While the photos Ketan has put together are excellent and tell compelling stories, aided by a write-up submitted by each photographer, they don’t necessarily depict the whole picture. While the world places demand for dirty industries in places like Bangladesh where labor is cheap and can work under conditions unacceptable in the developed world, and international trends in automotive mobility transplant desires for car ownership to Bangladesh, the negative impacts of such phenomena do not have to be quite so dire.
It is true that Western importers want the cheapest possible products to sell at the highest possible prices and have not done nearly enough to promote decent workplace conditions and environmental practices in countries such as Bangladesh.
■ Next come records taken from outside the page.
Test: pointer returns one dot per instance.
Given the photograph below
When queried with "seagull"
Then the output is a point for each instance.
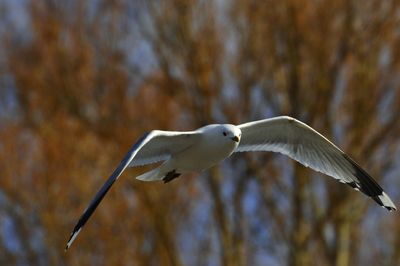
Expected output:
(183, 152)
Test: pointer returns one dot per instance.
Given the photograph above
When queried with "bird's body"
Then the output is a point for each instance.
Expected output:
(209, 147)
(189, 151)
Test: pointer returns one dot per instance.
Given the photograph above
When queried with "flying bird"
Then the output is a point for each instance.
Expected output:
(189, 151)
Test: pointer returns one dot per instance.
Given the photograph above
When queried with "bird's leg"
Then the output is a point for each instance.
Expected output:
(170, 176)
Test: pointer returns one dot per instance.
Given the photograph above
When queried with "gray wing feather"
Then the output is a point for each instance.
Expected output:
(153, 146)
(302, 143)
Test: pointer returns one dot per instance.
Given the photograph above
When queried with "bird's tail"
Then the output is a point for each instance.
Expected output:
(153, 175)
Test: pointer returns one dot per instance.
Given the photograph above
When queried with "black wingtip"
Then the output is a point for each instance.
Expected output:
(366, 184)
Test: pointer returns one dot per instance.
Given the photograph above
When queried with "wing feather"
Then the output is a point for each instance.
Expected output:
(151, 147)
(302, 143)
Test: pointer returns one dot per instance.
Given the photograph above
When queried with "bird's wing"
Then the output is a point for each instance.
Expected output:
(300, 142)
(149, 148)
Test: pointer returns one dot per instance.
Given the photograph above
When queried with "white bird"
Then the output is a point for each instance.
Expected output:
(183, 152)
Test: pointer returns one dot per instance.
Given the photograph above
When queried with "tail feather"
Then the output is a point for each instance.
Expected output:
(153, 175)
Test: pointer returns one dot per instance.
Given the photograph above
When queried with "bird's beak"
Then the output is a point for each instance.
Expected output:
(235, 139)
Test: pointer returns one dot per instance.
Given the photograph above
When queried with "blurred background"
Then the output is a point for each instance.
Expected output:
(80, 81)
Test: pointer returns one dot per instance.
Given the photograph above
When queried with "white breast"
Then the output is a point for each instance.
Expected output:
(203, 155)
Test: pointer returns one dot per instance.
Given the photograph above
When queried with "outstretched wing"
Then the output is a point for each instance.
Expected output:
(151, 147)
(300, 142)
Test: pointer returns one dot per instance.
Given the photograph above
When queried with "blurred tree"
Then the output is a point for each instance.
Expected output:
(84, 79)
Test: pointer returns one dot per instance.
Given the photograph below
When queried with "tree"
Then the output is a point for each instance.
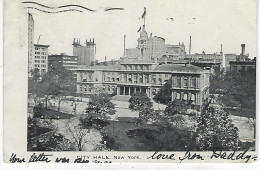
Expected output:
(58, 82)
(78, 133)
(42, 136)
(32, 85)
(215, 130)
(239, 90)
(100, 106)
(140, 102)
(176, 107)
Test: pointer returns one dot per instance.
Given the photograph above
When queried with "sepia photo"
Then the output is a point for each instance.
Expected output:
(142, 77)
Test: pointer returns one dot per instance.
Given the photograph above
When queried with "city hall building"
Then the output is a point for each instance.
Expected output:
(187, 82)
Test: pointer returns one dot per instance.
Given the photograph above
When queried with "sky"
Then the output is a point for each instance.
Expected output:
(210, 23)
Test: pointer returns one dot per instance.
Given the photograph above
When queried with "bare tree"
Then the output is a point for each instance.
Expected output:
(78, 133)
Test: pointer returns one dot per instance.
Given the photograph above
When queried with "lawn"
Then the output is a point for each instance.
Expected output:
(243, 112)
(128, 137)
(50, 114)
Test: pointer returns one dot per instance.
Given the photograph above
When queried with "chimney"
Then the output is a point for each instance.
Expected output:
(155, 60)
(165, 60)
(190, 46)
(243, 46)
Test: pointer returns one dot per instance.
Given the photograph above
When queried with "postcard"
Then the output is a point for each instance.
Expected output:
(127, 81)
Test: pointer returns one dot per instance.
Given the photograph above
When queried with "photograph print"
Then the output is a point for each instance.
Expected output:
(141, 75)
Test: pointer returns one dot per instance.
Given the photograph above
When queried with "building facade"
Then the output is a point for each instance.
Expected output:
(152, 48)
(85, 54)
(37, 53)
(221, 58)
(187, 82)
(69, 62)
(41, 58)
(30, 44)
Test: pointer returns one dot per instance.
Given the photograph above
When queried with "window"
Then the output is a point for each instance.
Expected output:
(185, 82)
(178, 82)
(185, 96)
(178, 96)
(141, 80)
(193, 82)
(80, 88)
(154, 80)
(193, 97)
(125, 78)
(160, 81)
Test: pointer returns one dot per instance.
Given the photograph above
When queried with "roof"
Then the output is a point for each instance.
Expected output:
(137, 62)
(178, 67)
(41, 45)
(116, 66)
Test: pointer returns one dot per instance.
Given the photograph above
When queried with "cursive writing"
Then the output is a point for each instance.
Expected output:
(14, 159)
(233, 156)
(157, 155)
(189, 156)
(39, 158)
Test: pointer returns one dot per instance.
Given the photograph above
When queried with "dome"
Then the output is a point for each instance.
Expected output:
(143, 34)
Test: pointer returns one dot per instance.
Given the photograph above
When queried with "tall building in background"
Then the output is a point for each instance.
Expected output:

However, it is too easy to blame the outside world alone when the reality is that industry could be a lot cleaner and less dangerous in Bangladesh were industry to be less exploitative of its workers; were government to have the ability to regulate work practices adequately; and were corruption and its inevitable ties to greed and disregard for one’s fellow humans to be absent.
Would rivers and their ecosystems face death if the leaders of industry were unable to pay boksheesh to deflect attention away from their dumping of toxic effluent? Would the traffic be so bad if the government had a proper program to control its flows? Could today’s eyesore blights instead be blessings in the presence of effective management systems?
Other pictures tell a happier story of global influences: out of these, I liked best Ketan’s own portrait of a “Global Family.” It shows an American Caucasian MIT graduate student, his Bangladeshi wife, and their child in a picture of harmony and happiness. In “Law of Similars” by Md. Huzzatul Mursalin, a Bangladeshi village doctor is seen using Western diagnostic software to help treat a patient. A pile of books by Asian authors written in English (“Human Stories” by Samia Mohamed) demonstrates how the global adoption of the English language has globalized the audience for Asian literature. And a picture of a Brazilian flag, one of many to be found in Dhaka during the 2010 football World Cup, shows the ability to track, support, and celebrate far-flung teams through the instant medium of TV, to be found in even the poorest of Dhaka’s slums, at least outside the hours of load shedding.
The photography is terrific; the show thought-provoking. And the concept — displaying the same material in both Bangladesh and the USA — is itself a mark of globalization. Ketan includes a picture of Hilsha fish served at a Bangladeshi student party at MIT. He also allows himself the indulgence of a self-portrait: a desolate nighttime scene shot with a self-timer showing Ketan alone contemplating the Charles River and Boston skyline. We are left wondering about the thoughts in his mind as he looks out at the coolly illuminated New World. While he is now part of this, the love of his country that comes through from his photography and the exhibition he has organized show that he is always a Bangladeshi.